Historians may look back on May 8, 2006, as a turning point in the history of molecular imaging. Before then, FDG-PET was chronically tangled in political problems that slowed its entry into the clinical mainstream.
Historians may look back on May 8, 2006, as a turning point in the history of molecular imaging. Before then, FDG-PET was chronically tangled in political problems that slowed its entry into the clinical mainstream. But in May, as the result of an unusual collaboration, Medicare payment took effect for most applications of FDG-PET and PET/CT in oncology.
At the same time the payment plan launched, a national PET registry was implemented to monitor the effect of the new indications on clinical decision making and patient management.
The payment policy includes 114 new indications spanning diagnosis, staging, and restaging. For the first time, Medicare will also provide payment for treatment monitoring of nearly every type of cancer.
But payment is contingent upon mandatory participation in a two-year survey managed by the American College of Radiology Imaging Network. Referring physicians must complete pre- and postimaging surveys in order to qualify a procedure for reimbursement. As of the middle of May 2006, the registry included 701 participants.
Results of large clinical trials in the first half of 2006 suggest that several molecular-based MR applications are also poised to enter the mainstream. The multicenter Magnetic Resonance Imaging for Breast Cancer Screening Trial confirmed the value of dynamic contrast-enhanced MRI as a screening tool for middle-aged women with genetic susceptibility to breast cancer. At the International Society for Magnetic Resonance in Medicine meeting in May, researchers at Catharina Hospital in Eindhoven, the Netherlands, demonstrated that the lymphotrophic nanoparticle ferumoxtran-10 reliably identifies prostatic lymph node metastases.
The MR tests, performed on 120 presurgical patients and 17 controls in a nonacademic setting, were 89% sensitive and 99% specific for metastastic nodes.
Nanotechnologies are also contributing important basic discoveries among more than 1000 scientific papers on molecular imaging published in the past six months. A basic scientific session on novel contrast media at the ISMRM meeting attracted an audience of more than 1200. Big things are expected from recent innovations with these ultrasmall agents.
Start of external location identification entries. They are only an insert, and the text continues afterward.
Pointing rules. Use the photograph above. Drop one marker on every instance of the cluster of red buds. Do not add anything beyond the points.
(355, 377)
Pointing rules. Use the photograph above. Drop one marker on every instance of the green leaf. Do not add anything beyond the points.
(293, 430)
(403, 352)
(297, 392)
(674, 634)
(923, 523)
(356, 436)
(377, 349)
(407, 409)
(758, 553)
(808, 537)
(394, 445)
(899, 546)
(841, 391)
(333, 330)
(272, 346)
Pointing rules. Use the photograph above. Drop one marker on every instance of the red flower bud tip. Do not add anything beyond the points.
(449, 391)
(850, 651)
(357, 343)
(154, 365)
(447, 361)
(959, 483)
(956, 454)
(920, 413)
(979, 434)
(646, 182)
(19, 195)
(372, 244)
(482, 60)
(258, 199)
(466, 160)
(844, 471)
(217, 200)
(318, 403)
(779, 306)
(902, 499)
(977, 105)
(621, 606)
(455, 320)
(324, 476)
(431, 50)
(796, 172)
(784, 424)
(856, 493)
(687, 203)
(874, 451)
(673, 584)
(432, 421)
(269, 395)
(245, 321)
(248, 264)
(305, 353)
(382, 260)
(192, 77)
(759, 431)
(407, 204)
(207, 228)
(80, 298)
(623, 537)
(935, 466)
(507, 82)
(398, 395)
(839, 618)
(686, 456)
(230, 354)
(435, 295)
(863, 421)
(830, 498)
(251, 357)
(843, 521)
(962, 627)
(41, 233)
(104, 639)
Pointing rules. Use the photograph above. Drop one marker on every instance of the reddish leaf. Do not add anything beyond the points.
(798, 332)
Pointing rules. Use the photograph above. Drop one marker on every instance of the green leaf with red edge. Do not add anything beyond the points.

In one instance, an interdisciplinary research team at the University of California, Los Angeles has demonstrated that miniature, microfluidic integrated circuits can manufacture FDG for PET imaging (Science 2005;310(5766):1793-1786). Large arrays of these "labs-on-a-chip" promise to revolutionize production methods for FDG and other radiopharmaceutical agents, said Dr. Sam Gambhir, director of the molecular imaging program at Stanford University.
At Stanford, researchers are exploring the capability of self-illuminating quantum dots. These are the first nanoparticles that may be used in optical imaging without an external illumination source, thereby greatly increasing sensitivity, according to Gambhir.
The microdot produces light from its R-Luc8 protein through a process called bioluminescence resonance energy transfer. The nanoparticle can potentially report several molecular events simultaneously by emitting light at several frequencies (Nat Biotech 2006; 24(3):339-343).
Concerns about the potential toxicity of carbon nanotubes may diminish because of work conducted at the University of London's Center for Drug Delivery Research. Investigators found that nanoparticles do not dwell in the liver and kidneys as long as suspected, and their circulation profile is ideal for molecular imaging, according to Dr. King Li, associate director of radiology at the National Institutes of Health. The findings will lead to more research exploiting the huge surface receptor and contrast media capacity of this material (PNAS 2006; 103(9):3357-3362).